Dadaku bergemuruh, emosi menguasaiku dengan cepat, apa yang sebenarnya suster sialan ini pikirkan di kepala cantiknya itu hingga dia dengan begitu lancang memperbolehkan seorang dokter dari bagian penyakit dalam untuk masuk dengan seenaknya ke dalam ruang yang sama sekali tak ada hubungannya dengan bidang yang dia milikki.
Ya Tuhan, Nichole kau harus menenangkan dirimu sendiri, atau kau akan mencorang namamu sendiri sebagai dokter baru yang ramah. Andreas benar, selama ini aku selalu bisa menahan emosiku. Tapi, hari ini aku sendiri terkejut melihat emosi itu meluap dengan sendirinya. Apa ini efek dari rasa khawatirku yang berlebihan pada Justin? Mungkin saja.
Aku menarik nafasku dan mencoba untuk menenangkan diriku sendiri, aku harus fokus pada Justin dan akan membuat perhitungan dengan wanita sialan itu nanti, lihat saja, aku akan membuatnya menyesal atas apa yang telah dia perbuat pada Justinku nanti.

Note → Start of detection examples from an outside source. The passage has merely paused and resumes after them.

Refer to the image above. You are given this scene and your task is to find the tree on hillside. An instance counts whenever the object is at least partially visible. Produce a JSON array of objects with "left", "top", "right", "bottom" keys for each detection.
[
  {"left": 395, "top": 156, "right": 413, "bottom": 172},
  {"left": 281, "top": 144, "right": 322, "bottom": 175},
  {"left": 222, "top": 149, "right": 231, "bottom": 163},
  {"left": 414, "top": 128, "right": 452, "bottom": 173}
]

Aku mengalihkan pandanganku menatap pintu besi ruang ICU tempat Justin berada saat ini. Hatiku tergores membayangkan apa yang sedang diperjuangkan Justin untuk hidupnya di dalam sana, atau mungkin dia sudah tak memiliki apa pun untuk diperjuangkan lagi? Tidak, tentu saja, di sini ada aku yang harus dia perjuangkan dan aku masih memperjuangkan niatku untuk membuatnya mencintaku dengan caraku sendiri, untuk membuatnya melupakan masa-masa bersama Anne dulu. Justin akan mencintaiku suatu saat nanti, tentu saja, dia pasti akan mencintaiku suatu saat nanti.

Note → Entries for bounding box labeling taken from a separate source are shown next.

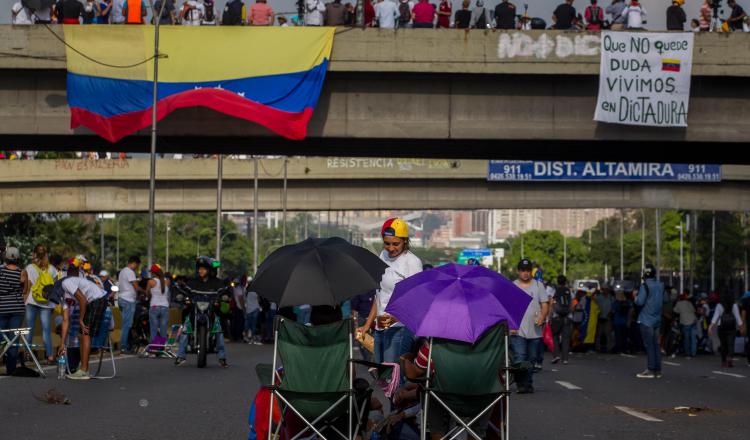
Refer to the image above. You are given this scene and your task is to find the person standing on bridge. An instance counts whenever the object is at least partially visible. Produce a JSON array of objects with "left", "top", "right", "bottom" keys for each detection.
[
  {"left": 495, "top": 0, "right": 516, "bottom": 29},
  {"left": 667, "top": 0, "right": 687, "bottom": 31},
  {"left": 605, "top": 0, "right": 625, "bottom": 31},
  {"left": 635, "top": 263, "right": 664, "bottom": 379},
  {"left": 622, "top": 0, "right": 646, "bottom": 30},
  {"left": 357, "top": 218, "right": 422, "bottom": 364},
  {"left": 411, "top": 0, "right": 435, "bottom": 29}
]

Kaki ku bergerak pelan menuju pintu besi yang terdapat kaca kecil untuk melihat keadaan di dalam sana. Tubuhku seolah diperintah secara otomatis dan bergerak dengan sendirinya. Goresan-goresan itu kembali menyayat hatiku saat melihat wajah tampan yang baru saja memasukki mimpiku kini terbujur kaku dengan berbagai macam alat medis yang melekat di tubuhnya. Racun apa yang diberikan Melanie Jalang Parker itu padanya? Tak mungkin racun biasa bisa sampai membuatnya seperti ini. Wanita itu benar-benar sudah keterlaluan, aku harus membuat perhitungan dengannya.
Aku memanggil seorang suster yang berlalu lalang di depan ruang ICU.
“Aku ingin kau menyimpan sisa makanan yang di makan oleh Justin Bieber malam ini, letakkan di lokerku.” Wanita paruh baya berseragam putih itu mengangguk padaku dan lantas mulai berjalan pergi dari depan ruang ICU.
Mataku teralih menatap Andreas, wajahnya nampak lelah dan itu membuatku merasa bersalah tak seharusnya dia terlibat urusan ini sampai sejauh ini. aku menjatuhkan tubuhku di sampingnya. “Maafkan aku,” lirihku.
“Aku sudah membuatmu repot dan tak seharusnya kau ikut terlalu jauh seperti ini,” ujarku lagi. Dia hanya diam dan itu membuatku ingin menenagis. “Tak ada yang perlu dimaafkan, Nic. Lagi pula, aku ini sahabatmu dan sudah seharusnya aku berada di sini untukmu, saat sahabatku membutuhkanku.” Hatiku lega saat akhirnya dia menjawab perkataanku. Aku tersenyum dan menyandarkan kepalaku di pundaknya.

Tiga jam kemudian, aku masih menyandarkan kepalaku di pundak Andreas, dia telah tertidur setangah jam yang lalu dan aku sendiri tak sama sekali merasakan kantuk menyerangku hatiku menjagaku untuk tetap terjaga dan menunggu dokter keluar dari ruangan itu dengan senyuman di wajahnya karena berhasil menyelamatkan Justinku untuk tetap memperjuangkan hidupnya. Sebenarnya, selama tiga jam terduduk di sini tanpa melakukan apa pun cukup membuatku kesal. Tapi, jika aku berjalan mondar-mandir pun tak akan menyelamatkan Justin yang tengah berjuang untuk hidupnya di dalam sana.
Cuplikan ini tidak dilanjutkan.